AMLO’s supporters have been generating Twitter’s trending topics since the election. Many of these soared to a couple of hundred thousand mentions in a day, although they have quickly died out.

Two words, mosty used by AMLO’s fans, have kept consistently high volume of mentions: “fraude” (fraud) and #yosoy132 (I am 132, a student movement opposing the election of Mr Pena Nieto).

“Soriana”, the supermarket chain whose vouchers were allegedly used to buy votes for Mr Pena Nieto, has been also frequently mentioned. It has developed variations such as #sorianagate or #yocomproensoriana (I shop in Soriana).

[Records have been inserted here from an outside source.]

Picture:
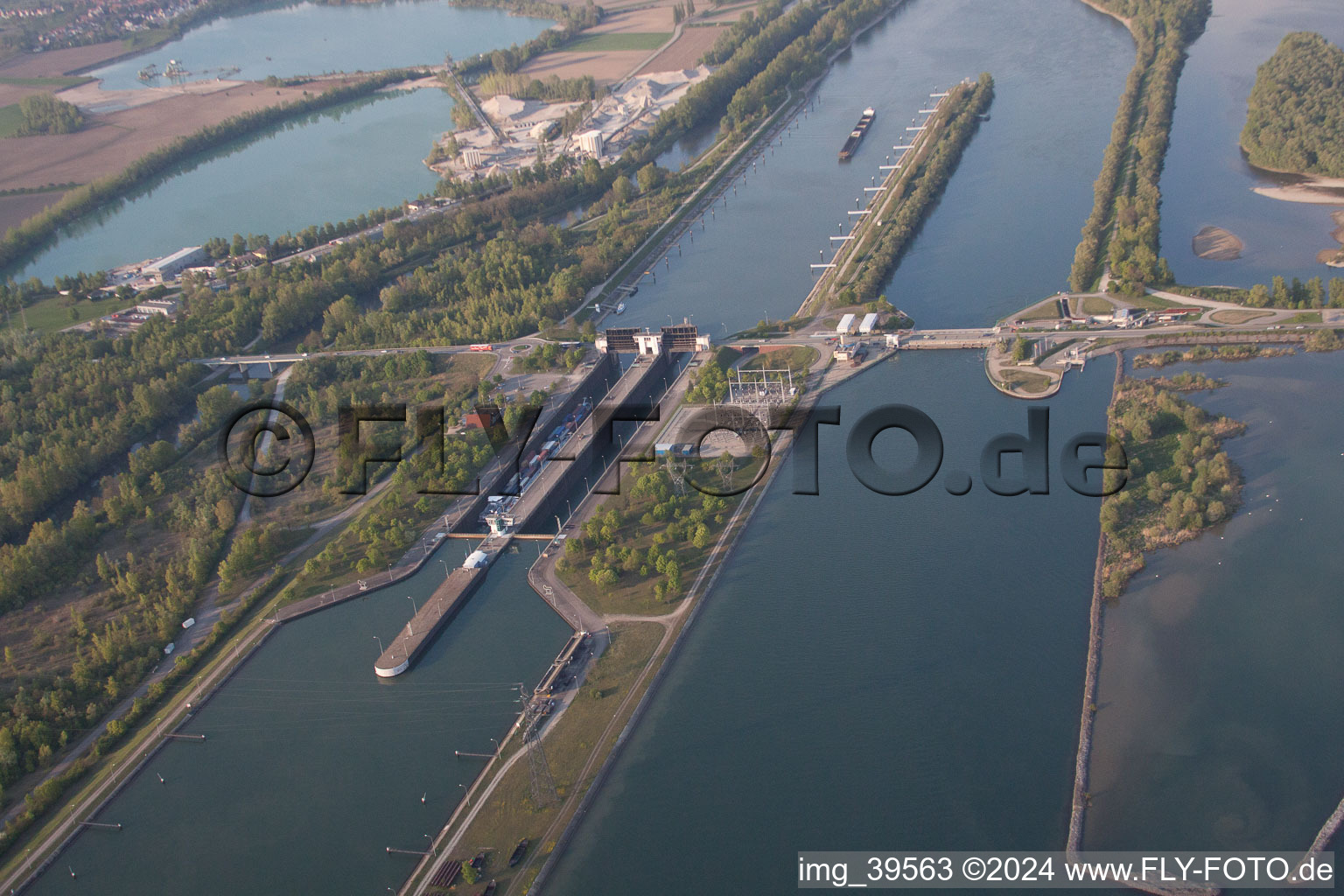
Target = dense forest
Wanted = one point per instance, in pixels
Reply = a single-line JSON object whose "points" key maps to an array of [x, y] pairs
{"points": [[1294, 117], [1180, 479], [1278, 293], [1123, 228], [43, 113]]}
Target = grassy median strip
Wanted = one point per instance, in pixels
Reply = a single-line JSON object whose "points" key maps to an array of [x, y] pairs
{"points": [[509, 812]]}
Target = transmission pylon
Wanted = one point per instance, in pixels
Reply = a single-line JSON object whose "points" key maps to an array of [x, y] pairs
{"points": [[543, 785]]}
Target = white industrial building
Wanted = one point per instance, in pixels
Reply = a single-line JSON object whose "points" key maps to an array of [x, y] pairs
{"points": [[591, 141], [172, 265], [165, 306]]}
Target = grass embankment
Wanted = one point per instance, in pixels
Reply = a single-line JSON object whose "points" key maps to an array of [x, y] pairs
{"points": [[797, 359], [1028, 382], [609, 42], [1047, 311], [639, 552], [1180, 479], [1236, 318], [11, 121], [1095, 305], [509, 813], [54, 312]]}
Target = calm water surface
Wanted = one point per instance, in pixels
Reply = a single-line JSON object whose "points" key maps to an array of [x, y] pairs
{"points": [[311, 39], [1208, 180], [1007, 226], [1219, 699], [323, 168]]}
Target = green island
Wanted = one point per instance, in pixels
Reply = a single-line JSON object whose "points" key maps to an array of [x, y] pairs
{"points": [[1294, 120], [1123, 230], [1180, 480]]}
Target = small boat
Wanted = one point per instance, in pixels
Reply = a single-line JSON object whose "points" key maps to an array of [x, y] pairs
{"points": [[851, 145]]}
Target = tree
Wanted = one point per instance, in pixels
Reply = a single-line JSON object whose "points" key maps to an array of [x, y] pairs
{"points": [[651, 178], [622, 190], [43, 113]]}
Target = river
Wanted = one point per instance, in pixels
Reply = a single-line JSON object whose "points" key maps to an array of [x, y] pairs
{"points": [[1219, 695], [870, 672], [1007, 226], [1208, 180], [312, 39], [326, 167]]}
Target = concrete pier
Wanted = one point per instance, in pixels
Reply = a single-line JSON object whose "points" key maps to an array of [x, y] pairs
{"points": [[538, 500], [416, 634]]}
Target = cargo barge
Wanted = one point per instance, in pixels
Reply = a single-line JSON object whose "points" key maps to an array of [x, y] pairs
{"points": [[851, 145]]}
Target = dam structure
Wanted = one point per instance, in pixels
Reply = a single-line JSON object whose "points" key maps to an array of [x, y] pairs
{"points": [[550, 464]]}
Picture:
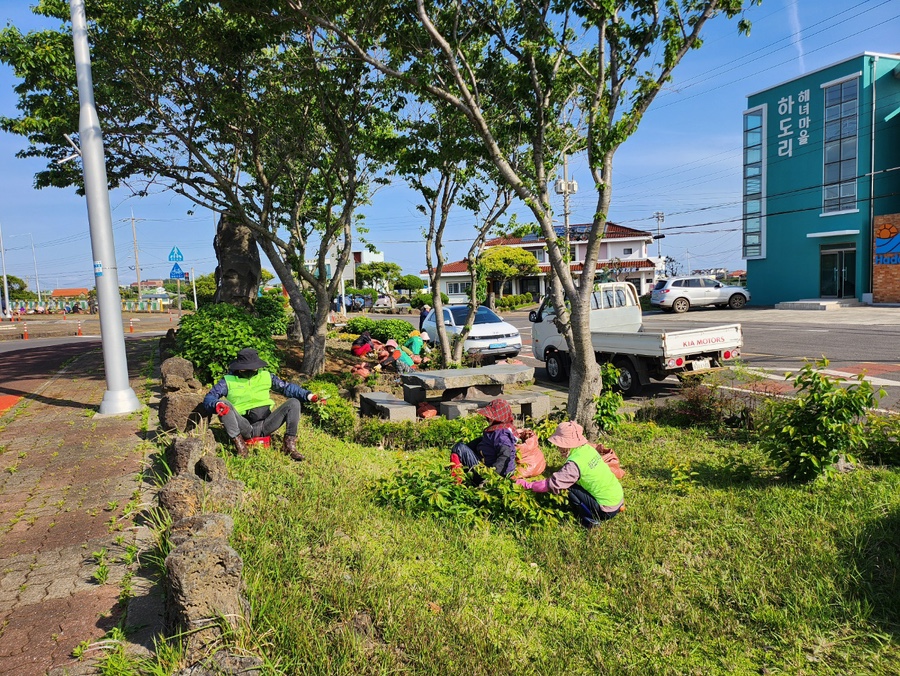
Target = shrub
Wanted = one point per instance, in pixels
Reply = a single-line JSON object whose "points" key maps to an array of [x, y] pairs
{"points": [[435, 432], [211, 339], [809, 433], [426, 486], [609, 401], [385, 329], [337, 416], [271, 309]]}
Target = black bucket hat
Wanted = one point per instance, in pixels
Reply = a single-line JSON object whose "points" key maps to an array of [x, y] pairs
{"points": [[248, 360]]}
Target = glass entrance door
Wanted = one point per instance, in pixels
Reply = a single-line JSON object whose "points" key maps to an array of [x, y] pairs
{"points": [[837, 271]]}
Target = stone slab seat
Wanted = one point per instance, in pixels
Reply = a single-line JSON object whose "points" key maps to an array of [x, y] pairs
{"points": [[488, 379], [385, 405]]}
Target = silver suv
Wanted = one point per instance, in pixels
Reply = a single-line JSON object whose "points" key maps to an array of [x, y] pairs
{"points": [[679, 294]]}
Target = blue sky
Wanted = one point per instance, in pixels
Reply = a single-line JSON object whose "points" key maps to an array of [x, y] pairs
{"points": [[684, 160]]}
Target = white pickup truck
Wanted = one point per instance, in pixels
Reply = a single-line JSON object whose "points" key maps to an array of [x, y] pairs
{"points": [[619, 337]]}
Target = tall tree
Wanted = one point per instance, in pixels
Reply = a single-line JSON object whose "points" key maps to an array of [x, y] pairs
{"points": [[577, 76], [263, 121]]}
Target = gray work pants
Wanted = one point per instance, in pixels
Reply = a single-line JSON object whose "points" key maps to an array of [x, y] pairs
{"points": [[288, 413]]}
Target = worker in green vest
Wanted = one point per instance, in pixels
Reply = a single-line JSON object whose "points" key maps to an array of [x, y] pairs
{"points": [[243, 403], [594, 491]]}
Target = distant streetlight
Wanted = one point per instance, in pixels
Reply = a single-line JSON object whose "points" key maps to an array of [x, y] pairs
{"points": [[37, 280]]}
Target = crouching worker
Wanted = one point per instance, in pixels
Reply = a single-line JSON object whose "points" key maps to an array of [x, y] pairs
{"points": [[241, 400], [496, 447], [594, 491]]}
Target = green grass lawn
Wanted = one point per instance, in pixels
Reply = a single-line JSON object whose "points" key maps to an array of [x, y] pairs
{"points": [[716, 566]]}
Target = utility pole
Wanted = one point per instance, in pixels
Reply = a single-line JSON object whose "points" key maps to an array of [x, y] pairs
{"points": [[119, 397], [137, 263], [660, 218], [8, 312], [565, 187]]}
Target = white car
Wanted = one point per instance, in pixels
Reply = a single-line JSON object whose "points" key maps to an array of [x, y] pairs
{"points": [[490, 335], [680, 294]]}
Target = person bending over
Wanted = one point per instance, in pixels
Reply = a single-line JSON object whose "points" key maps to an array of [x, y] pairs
{"points": [[242, 401]]}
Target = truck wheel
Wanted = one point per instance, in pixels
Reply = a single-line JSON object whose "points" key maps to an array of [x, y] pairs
{"points": [[629, 382], [681, 305], [556, 371]]}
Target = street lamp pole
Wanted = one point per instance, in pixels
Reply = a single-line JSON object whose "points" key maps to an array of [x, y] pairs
{"points": [[119, 397], [8, 312]]}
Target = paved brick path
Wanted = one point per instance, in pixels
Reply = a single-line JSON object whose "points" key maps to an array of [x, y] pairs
{"points": [[67, 477]]}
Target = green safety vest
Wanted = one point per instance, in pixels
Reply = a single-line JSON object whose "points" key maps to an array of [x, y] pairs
{"points": [[596, 477], [249, 393]]}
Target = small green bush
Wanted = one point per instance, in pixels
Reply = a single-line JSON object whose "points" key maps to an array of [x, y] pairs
{"points": [[271, 309], [359, 325], [810, 432], [385, 329], [211, 338], [337, 417], [435, 432], [425, 486]]}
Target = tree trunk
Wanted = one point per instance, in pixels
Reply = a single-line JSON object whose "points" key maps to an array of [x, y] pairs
{"points": [[585, 380], [238, 272]]}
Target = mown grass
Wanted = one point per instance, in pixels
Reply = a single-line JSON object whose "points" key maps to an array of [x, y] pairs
{"points": [[728, 570]]}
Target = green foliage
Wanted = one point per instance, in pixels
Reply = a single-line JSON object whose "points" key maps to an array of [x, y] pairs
{"points": [[437, 432], [335, 415], [883, 434], [211, 339], [425, 298], [271, 308], [824, 423], [609, 401], [425, 486], [385, 329]]}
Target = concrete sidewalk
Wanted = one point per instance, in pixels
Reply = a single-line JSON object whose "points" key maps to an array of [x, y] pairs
{"points": [[71, 482]]}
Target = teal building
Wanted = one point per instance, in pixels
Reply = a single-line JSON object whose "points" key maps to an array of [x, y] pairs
{"points": [[821, 184]]}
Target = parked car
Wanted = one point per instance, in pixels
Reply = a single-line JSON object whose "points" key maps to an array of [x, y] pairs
{"points": [[490, 335], [679, 294]]}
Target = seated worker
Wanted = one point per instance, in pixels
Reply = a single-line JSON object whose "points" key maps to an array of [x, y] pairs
{"points": [[594, 491], [496, 447], [241, 400]]}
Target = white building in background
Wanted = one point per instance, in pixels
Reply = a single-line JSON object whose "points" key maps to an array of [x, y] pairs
{"points": [[623, 254]]}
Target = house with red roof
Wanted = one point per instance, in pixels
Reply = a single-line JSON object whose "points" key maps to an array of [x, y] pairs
{"points": [[623, 257]]}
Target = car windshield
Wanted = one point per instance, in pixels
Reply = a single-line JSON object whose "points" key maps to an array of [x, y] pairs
{"points": [[482, 316]]}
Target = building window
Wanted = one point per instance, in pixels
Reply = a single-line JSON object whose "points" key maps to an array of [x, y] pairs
{"points": [[754, 200], [458, 287], [841, 104]]}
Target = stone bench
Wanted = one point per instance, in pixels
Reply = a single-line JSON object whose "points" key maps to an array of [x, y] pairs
{"points": [[385, 405], [534, 405], [484, 381]]}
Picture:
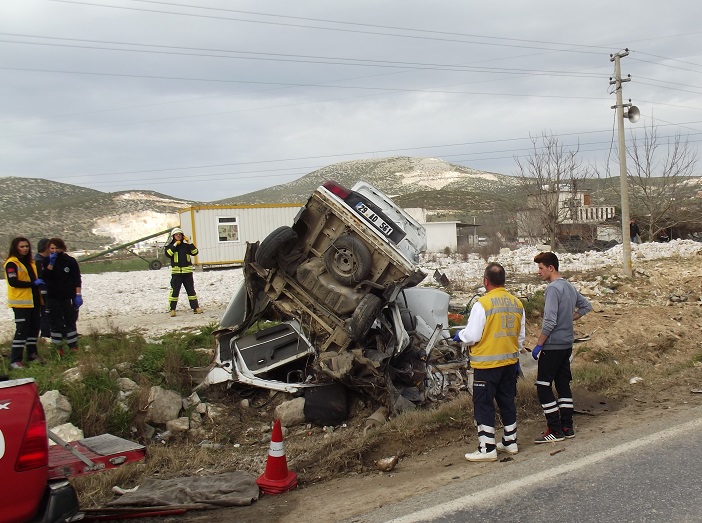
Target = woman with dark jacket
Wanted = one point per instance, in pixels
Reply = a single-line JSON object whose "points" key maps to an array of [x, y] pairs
{"points": [[63, 295], [24, 298]]}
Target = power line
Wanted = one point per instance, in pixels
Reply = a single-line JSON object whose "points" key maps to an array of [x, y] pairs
{"points": [[322, 28], [281, 57]]}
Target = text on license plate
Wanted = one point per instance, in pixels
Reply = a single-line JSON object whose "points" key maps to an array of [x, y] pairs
{"points": [[374, 218]]}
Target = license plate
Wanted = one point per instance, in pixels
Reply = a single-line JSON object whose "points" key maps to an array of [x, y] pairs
{"points": [[376, 220]]}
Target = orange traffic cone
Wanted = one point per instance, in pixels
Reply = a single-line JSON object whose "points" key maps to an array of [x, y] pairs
{"points": [[276, 479]]}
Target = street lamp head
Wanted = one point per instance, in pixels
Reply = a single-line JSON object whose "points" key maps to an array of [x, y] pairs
{"points": [[633, 114]]}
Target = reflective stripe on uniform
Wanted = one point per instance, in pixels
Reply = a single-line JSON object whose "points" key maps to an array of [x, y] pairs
{"points": [[495, 357]]}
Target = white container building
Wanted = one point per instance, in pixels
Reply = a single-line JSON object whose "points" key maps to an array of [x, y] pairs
{"points": [[221, 232]]}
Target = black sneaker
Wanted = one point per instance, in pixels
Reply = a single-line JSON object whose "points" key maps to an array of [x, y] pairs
{"points": [[549, 437]]}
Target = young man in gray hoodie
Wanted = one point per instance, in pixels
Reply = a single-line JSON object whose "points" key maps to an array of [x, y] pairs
{"points": [[563, 305]]}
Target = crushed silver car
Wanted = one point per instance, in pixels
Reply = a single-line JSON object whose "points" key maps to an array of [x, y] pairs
{"points": [[333, 298]]}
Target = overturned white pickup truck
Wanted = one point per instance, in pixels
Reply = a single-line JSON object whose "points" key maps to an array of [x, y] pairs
{"points": [[334, 299]]}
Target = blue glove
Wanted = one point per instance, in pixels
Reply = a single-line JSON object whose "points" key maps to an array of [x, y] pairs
{"points": [[535, 351]]}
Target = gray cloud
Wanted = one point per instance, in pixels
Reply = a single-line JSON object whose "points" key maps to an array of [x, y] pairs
{"points": [[215, 103]]}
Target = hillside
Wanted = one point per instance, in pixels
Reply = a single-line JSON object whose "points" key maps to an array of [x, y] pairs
{"points": [[90, 219], [85, 218]]}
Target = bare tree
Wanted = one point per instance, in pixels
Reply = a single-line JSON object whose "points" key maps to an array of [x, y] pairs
{"points": [[549, 177], [659, 181]]}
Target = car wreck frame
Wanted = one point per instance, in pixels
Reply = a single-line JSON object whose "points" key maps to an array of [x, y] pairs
{"points": [[334, 299]]}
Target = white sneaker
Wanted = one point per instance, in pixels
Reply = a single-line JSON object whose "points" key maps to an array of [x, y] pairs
{"points": [[512, 448], [482, 456]]}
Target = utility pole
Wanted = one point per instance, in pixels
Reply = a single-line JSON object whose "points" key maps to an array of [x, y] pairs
{"points": [[633, 116]]}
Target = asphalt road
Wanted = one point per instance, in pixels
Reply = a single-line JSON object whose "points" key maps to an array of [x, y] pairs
{"points": [[649, 474]]}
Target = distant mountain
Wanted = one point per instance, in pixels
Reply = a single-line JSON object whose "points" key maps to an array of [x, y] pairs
{"points": [[448, 191], [397, 176], [84, 218]]}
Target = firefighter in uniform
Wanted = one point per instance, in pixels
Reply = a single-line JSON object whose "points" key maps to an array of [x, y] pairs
{"points": [[495, 334], [180, 252]]}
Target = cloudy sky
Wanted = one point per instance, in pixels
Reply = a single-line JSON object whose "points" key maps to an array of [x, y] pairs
{"points": [[209, 99]]}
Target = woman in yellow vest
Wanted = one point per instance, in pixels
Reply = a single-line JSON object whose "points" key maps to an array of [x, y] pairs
{"points": [[24, 298]]}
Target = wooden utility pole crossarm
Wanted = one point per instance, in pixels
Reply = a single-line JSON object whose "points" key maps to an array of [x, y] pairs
{"points": [[617, 82]]}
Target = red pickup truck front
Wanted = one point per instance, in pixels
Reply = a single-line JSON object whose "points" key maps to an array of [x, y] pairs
{"points": [[26, 492]]}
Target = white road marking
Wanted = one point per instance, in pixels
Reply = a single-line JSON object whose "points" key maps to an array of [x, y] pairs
{"points": [[479, 498]]}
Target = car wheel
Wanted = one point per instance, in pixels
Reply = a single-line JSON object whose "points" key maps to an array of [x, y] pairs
{"points": [[364, 316], [279, 242], [348, 260]]}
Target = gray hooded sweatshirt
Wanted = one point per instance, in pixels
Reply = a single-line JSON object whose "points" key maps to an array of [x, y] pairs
{"points": [[562, 300]]}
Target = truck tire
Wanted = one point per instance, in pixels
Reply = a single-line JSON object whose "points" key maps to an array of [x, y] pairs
{"points": [[363, 317], [348, 260], [279, 242]]}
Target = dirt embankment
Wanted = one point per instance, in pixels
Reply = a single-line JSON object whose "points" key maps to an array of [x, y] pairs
{"points": [[648, 328]]}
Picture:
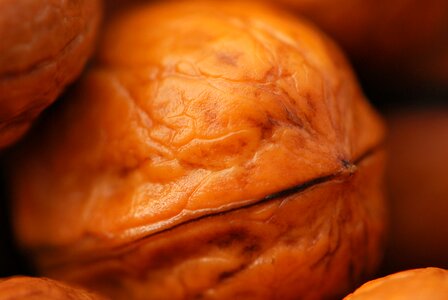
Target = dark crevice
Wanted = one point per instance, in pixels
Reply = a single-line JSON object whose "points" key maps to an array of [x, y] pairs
{"points": [[346, 171]]}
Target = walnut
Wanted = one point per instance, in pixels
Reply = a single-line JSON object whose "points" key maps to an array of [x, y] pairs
{"points": [[30, 288], [44, 46], [428, 283]]}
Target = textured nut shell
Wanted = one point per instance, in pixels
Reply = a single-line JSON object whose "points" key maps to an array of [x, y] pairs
{"points": [[314, 244], [177, 122], [417, 284], [30, 288], [44, 47]]}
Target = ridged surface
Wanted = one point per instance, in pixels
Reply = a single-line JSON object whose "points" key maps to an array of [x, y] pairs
{"points": [[194, 110]]}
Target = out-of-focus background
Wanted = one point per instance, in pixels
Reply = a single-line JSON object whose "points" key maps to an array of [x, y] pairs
{"points": [[399, 49]]}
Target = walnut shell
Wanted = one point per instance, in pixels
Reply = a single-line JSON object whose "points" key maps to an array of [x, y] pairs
{"points": [[29, 288], [396, 39], [44, 46], [215, 150], [428, 283]]}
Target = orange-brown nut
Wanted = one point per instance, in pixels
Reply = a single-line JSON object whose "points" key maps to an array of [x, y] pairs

There have been short-lived strong hash tags such as #epnnuncaseramipresidente (EPN will never be my president), with over 370,000 mentions on 3 and 4 July or #megamarcha (mega march), with almost 370,000 mentions on 7 July, the day when the first “mega march” against the election results took place.

#ExigimosDemocracia (we demand democracy), soared to 126,794 mentions  on 7 July, followed by #quefaltaderespeto (what a lack of respect), with 90’545 on 9 July and then by #amlonoterindes (AMLO don’t give in), with 69,157 mentions on 12 July.

Many influential twitterers criticized the PRD leaders for not backing Mr Lopez Obrador.

The tweet by @Facso on 11 July was retweeted 110 times: “This #LaIzquierdaVsAMLO (the left against AMLO) is right. Neither Ebrard, nor Mancera, nor Cardenas has positioned themselves strongly alongside AMLO. Strange”

Some said the elected PRD candidates owe their victories to AMLO.

A message by @cesargasca on 9 July was retweeted 9 times: “We demand that governors Mancera, Mr Graco and Mr Nunez maintain their support for AMLO. Thanks to him they won.”

Although this claim is questionable. In the traditional PRD’s power base in Mexico City half a million more people voted for Mr Mancera in local elections than for Mr Lopez Obrador in the presidential poll on the same day.

On the other side of the AMLO emotional spectrum, @reina_ximena tweeted: “#LaizquierdavsAMLO These political groups have to distance themselves from AMLO, otherwise they will fall into violence.”

@garca_ale triggered 16 retweets on 11 July: “#AMLO radicalizes the left movement, believing that if they don’t think like him, they are against Mexico.

Many in the PRD now seem to be coming to a conclusion that AMLO has no chance of winning them the country’s presidency. They have started considering their 2018 candidate for the top office. And although AMLO is still in the game, the names of Miguel Angel Mancera and the current Mexico City mayor Marcelo Ebrard have already been put forward.